La cultura del rispetto porta a fare considerazioni serissime sulla responsabilità delle persone nei confronti della società e quindi anche sul prelievo fiscale: essa comporta sia l’idea che pagare le tasse sia un onore anziché una sfiga, sia l’idea che la società non possa esigere in modi irrispettosi (dovuti alla cultura del controllo) i contributi fiscali.
Essa implica una riconsiderazione della sicurezza stradale come esigenza e come impegno dei cittadini e non come persecuzione o controllo ossessivo dei comportamenti di chi si sposta con il proprio veicolo da un posto ad un altro.
Essa implica un rifiuto dei modi (assurdi) in cui la legge attualmente regola la convivenza fra uomini e donne, fra adulti e anziani, fra persone nei condomini, fra fumatori e non fumatori (cfr, http://www.forcesitaly.org/), fra chi ha dei bambini e chi non ne ha, fra chi ha degli animali e chi non ne ha, fra chi fa uso di droghe e chi non ne fa uso.
Chi ha difficoltà con le droghe leggere è perseguitato come chi ha problemi con le droghe pesanti e chi ha problemi con le droghe pesanti viene punito e perseguitato per legge, anche se il rapporto 2009 Unodc (l’Ufficio del’ONU su droga e crimine) ha dimostrato che la politica attuale del controllo non sta funzionando e porta più che altro vantaggi economici al crimine organizzato (www.repubblica.it/ del 25.06.2009). Questo studio non arriva a trarre conclusioni antiproibizionistiche, ma porta elementi a favore di tale approccio al problema.

I problemi sono ovviamente tanti, se si pensa alla qualità della vita delle persone. I disastri ambientali voluti dai comuni che hanno cementificato (per stupidità o per tangenti) grandi aree verdi sembrano problemi da poco, ma gli uffici tecnici degli stessi comuni fanno impazzire il privato cittadino che vuole semplicemente ristrutturare un casolare. Una quantità desolante di norme e cavilli burocratici impediscono di ristrutturare nel modo più semplice una casa e finiscono per incidere notevolmente sui costi e sul risultato di chi desidera realizzare una cosa tanto semplice.

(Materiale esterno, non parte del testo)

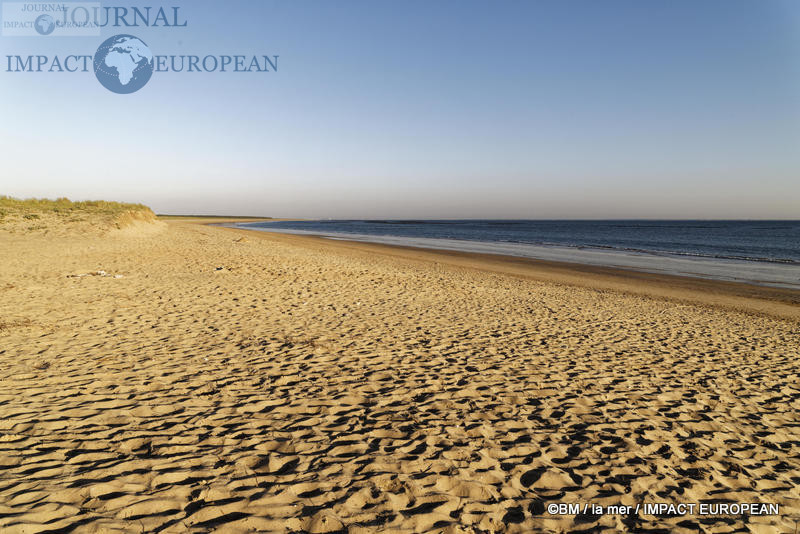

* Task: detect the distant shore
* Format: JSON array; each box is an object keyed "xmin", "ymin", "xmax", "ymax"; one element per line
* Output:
[
  {"xmin": 0, "ymin": 213, "xmax": 800, "ymax": 534},
  {"xmin": 226, "ymin": 221, "xmax": 800, "ymax": 320}
]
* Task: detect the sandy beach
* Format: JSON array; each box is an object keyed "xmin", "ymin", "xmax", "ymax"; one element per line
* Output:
[{"xmin": 0, "ymin": 219, "xmax": 800, "ymax": 534}]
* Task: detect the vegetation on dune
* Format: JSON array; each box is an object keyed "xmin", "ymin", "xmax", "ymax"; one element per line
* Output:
[{"xmin": 0, "ymin": 195, "xmax": 152, "ymax": 219}]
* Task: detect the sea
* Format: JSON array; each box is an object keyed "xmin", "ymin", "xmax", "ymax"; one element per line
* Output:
[{"xmin": 237, "ymin": 219, "xmax": 800, "ymax": 289}]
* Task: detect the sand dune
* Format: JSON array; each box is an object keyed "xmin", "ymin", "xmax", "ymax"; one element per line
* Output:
[{"xmin": 0, "ymin": 222, "xmax": 800, "ymax": 533}]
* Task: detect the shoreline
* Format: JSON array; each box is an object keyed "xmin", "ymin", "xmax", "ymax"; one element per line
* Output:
[
  {"xmin": 0, "ymin": 220, "xmax": 800, "ymax": 533},
  {"xmin": 222, "ymin": 221, "xmax": 800, "ymax": 322}
]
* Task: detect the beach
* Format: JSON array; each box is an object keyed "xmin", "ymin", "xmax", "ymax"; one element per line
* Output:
[{"xmin": 0, "ymin": 219, "xmax": 800, "ymax": 533}]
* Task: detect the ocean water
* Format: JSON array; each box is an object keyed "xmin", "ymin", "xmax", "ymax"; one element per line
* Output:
[{"xmin": 238, "ymin": 220, "xmax": 800, "ymax": 289}]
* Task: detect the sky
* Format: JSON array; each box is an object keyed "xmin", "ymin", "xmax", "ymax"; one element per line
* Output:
[{"xmin": 0, "ymin": 0, "xmax": 800, "ymax": 219}]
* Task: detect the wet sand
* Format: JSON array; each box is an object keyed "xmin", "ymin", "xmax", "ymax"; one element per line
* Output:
[{"xmin": 0, "ymin": 220, "xmax": 800, "ymax": 533}]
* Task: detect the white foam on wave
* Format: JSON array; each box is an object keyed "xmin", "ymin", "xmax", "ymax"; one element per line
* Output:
[{"xmin": 237, "ymin": 225, "xmax": 800, "ymax": 289}]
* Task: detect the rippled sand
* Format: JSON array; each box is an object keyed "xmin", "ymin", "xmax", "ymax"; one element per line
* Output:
[{"xmin": 0, "ymin": 222, "xmax": 800, "ymax": 534}]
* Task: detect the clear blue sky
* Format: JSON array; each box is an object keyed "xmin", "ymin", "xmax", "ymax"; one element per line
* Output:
[{"xmin": 0, "ymin": 0, "xmax": 800, "ymax": 218}]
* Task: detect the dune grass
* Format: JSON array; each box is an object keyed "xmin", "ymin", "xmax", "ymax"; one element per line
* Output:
[{"xmin": 0, "ymin": 195, "xmax": 152, "ymax": 219}]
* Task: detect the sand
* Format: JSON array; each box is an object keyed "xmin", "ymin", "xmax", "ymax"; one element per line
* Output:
[{"xmin": 0, "ymin": 216, "xmax": 800, "ymax": 534}]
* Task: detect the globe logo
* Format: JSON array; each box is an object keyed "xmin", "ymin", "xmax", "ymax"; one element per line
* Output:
[
  {"xmin": 94, "ymin": 34, "xmax": 153, "ymax": 95},
  {"xmin": 33, "ymin": 15, "xmax": 56, "ymax": 35}
]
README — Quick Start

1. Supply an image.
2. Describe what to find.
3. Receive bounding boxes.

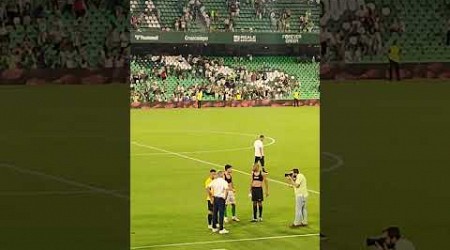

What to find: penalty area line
[131,233,320,250]
[132,141,320,195]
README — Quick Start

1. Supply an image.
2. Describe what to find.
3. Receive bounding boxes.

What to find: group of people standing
[205,135,308,234]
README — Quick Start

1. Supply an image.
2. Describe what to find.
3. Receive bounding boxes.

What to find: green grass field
[320,79,450,250]
[130,107,320,250]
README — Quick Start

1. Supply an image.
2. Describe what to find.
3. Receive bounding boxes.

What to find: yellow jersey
[205,177,212,201]
[389,45,400,62]
[197,91,203,101]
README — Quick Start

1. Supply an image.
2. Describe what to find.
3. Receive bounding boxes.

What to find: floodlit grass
[131,107,320,250]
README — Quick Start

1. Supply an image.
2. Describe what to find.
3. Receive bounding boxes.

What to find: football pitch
[130,107,320,250]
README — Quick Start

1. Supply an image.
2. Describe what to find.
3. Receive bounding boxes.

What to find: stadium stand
[320,0,450,62]
[130,56,319,101]
[131,0,320,32]
[0,0,130,70]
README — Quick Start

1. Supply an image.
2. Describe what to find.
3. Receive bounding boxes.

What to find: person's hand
[375,242,388,250]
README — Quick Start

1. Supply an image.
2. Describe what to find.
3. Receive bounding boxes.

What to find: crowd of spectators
[130,55,306,102]
[0,0,129,70]
[320,3,390,62]
[131,0,318,32]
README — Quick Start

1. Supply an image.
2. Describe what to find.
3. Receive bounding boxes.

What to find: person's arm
[205,186,214,202]
[263,175,269,196]
[225,182,231,200]
[249,172,253,194]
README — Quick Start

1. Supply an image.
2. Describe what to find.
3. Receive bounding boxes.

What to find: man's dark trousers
[213,197,225,230]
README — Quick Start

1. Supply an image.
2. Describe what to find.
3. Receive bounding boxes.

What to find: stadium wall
[320,62,450,80]
[131,99,320,109]
[131,31,319,45]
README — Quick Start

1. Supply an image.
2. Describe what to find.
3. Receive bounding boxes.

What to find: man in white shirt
[206,171,229,234]
[253,135,267,173]
[286,168,308,228]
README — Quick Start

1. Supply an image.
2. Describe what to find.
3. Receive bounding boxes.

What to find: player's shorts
[252,187,264,201]
[208,200,213,212]
[255,156,264,167]
[226,191,236,204]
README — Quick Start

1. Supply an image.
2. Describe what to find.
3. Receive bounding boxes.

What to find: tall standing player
[205,169,216,229]
[224,164,240,222]
[253,135,267,173]
[250,163,269,222]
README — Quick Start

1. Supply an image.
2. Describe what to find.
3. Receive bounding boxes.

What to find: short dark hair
[383,227,401,239]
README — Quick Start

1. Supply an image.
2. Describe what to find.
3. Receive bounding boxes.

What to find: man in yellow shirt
[205,169,216,229]
[293,90,300,107]
[286,168,308,228]
[389,41,400,81]
[197,90,203,108]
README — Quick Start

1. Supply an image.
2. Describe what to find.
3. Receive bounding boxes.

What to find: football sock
[208,214,212,225]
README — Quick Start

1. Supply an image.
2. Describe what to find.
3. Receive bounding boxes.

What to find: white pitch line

Poi si costruiscono ospedali con più sabbia del dovuto, nessuno se ne accorge e l’ospedale crolla se c’è un movimento sismico.

Ma anche se una persona è riuscita a costruire una piccola casa lontana dalla città, per stare in pace, subisce l’invasione di persone armate anche tutti i giorni in certi periodi dell’anno. Dove non recinta i cacciatori hanno diritto di passare, con i loro cani e i loro fucili. Perché? Perché la sinistra non interviene? Teme di perdere i voti dei cacciatori?

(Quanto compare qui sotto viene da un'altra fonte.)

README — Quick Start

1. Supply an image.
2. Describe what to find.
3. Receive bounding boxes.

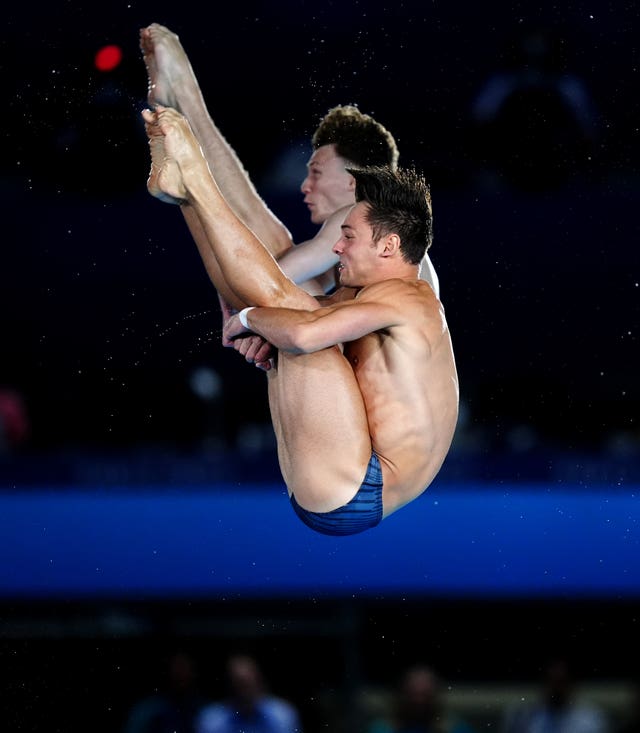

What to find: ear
[380,234,400,257]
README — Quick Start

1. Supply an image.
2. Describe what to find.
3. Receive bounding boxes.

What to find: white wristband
[238,305,255,329]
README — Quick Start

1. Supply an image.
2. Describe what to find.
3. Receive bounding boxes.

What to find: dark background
[0,0,640,731]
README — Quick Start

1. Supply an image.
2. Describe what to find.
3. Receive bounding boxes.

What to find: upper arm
[298,290,403,353]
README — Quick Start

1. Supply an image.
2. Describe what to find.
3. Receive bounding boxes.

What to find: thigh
[269,347,371,512]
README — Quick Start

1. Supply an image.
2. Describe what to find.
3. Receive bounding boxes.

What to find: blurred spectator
[0,388,29,455]
[472,28,596,190]
[502,659,609,733]
[367,665,473,733]
[123,652,204,733]
[196,655,302,733]
[616,679,640,733]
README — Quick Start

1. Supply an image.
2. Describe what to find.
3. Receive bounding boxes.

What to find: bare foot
[140,23,197,109]
[142,110,187,205]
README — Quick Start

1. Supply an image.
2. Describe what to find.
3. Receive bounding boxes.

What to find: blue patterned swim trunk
[291,453,382,536]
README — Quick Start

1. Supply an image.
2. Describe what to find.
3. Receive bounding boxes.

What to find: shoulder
[356,278,437,305]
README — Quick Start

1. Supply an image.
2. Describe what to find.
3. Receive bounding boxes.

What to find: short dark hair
[311,105,400,169]
[347,166,433,265]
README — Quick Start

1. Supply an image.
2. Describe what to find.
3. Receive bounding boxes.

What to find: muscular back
[344,279,458,514]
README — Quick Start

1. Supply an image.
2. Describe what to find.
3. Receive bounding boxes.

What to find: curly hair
[311,105,400,169]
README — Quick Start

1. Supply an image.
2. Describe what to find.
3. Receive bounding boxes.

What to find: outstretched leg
[143,107,371,512]
[140,23,293,257]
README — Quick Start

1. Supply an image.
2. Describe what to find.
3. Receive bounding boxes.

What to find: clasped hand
[222,314,275,372]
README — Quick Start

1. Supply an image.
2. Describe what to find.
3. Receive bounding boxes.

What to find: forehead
[307,144,346,169]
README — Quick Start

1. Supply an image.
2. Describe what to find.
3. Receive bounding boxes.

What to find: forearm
[240,308,315,354]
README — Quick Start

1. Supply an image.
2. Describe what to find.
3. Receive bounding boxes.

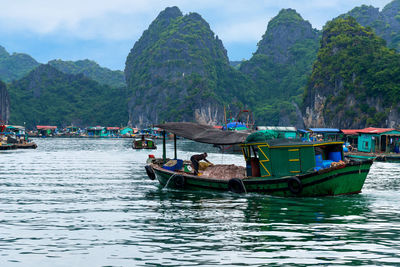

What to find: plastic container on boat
[328,152,342,162]
[163,159,183,171]
[315,155,322,167]
[322,160,333,169]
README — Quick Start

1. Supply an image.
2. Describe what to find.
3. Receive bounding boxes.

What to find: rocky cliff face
[341,0,400,51]
[240,9,319,127]
[303,17,400,128]
[0,81,10,123]
[125,7,252,126]
[0,46,39,83]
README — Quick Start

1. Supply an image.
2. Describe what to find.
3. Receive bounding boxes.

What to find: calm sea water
[0,139,400,267]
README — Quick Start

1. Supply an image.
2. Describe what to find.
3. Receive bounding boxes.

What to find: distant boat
[146,123,372,197]
[132,135,157,149]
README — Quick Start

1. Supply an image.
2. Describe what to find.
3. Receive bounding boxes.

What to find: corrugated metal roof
[307,128,340,133]
[358,127,396,134]
[341,129,361,135]
[36,125,57,130]
[257,126,297,132]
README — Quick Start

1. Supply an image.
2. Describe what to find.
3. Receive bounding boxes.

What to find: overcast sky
[0,0,391,70]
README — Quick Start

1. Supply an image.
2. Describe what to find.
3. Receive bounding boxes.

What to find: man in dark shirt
[190,152,212,175]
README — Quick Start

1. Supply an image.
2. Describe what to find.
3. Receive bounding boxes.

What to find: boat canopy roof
[155,122,250,145]
[246,137,343,147]
[246,130,279,143]
[307,128,340,133]
[257,126,297,132]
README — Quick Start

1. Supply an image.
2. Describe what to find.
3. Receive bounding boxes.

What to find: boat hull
[151,160,372,197]
[345,152,400,163]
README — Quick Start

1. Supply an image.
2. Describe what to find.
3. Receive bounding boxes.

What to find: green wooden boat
[146,123,373,197]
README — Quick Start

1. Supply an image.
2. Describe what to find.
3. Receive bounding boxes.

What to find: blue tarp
[307,128,340,133]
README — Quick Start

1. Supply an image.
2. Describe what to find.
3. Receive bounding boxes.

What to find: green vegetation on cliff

La cultura del rispetto implica la tutela delle persone nei loro rapporti con società o enti che hanno un potere immenso esercitato in modo arbitrario. Il singolo ad esempio firma contratti di cui non capisce nulla con le banche, paga bollette incomprensibili per qualsiasi terrestre e paga a volte tasse o multe ingiustificate semplicemente perché non ha il tempo ed il denaro per combattere battaglie legali costosissime in sedi lontanissime e con tempi impensabili.

La cultura del rispetto richiede ovviamente il superamento della paralisi del sistema giudiziario. Tuttavia, questo obiettivo, che è già arduo da raggiungere (in un paese in cui essere condannati sembra un titolo preferenziale nel curriculum di un deputato o di un senatore), non è altro che un obiettivo minimo: le persone che hanno subito delle ingiustizie hanno bisogno non solo di procedimenti non troppo lunghi e con esiti tangibili, ma hanno bisogno di sentirsi protette e garantite nella situazione di debolezza sperimentata subendo una violenza o un danno di qualsiasi tipo.

La cultura del rispetto presuppone il raggiungimento di alcuni obiettivi intermedi, riconducibili ai “grandi temi” sui quali (almeno a parole) la sinistra afferma la necessità di riforme; ha tuttavia come vero obiettivo il riconoscimento del valore delle persone e la effettiva tutela della loro dignità e del libero sviluppo delle loro più profonde potenzialità.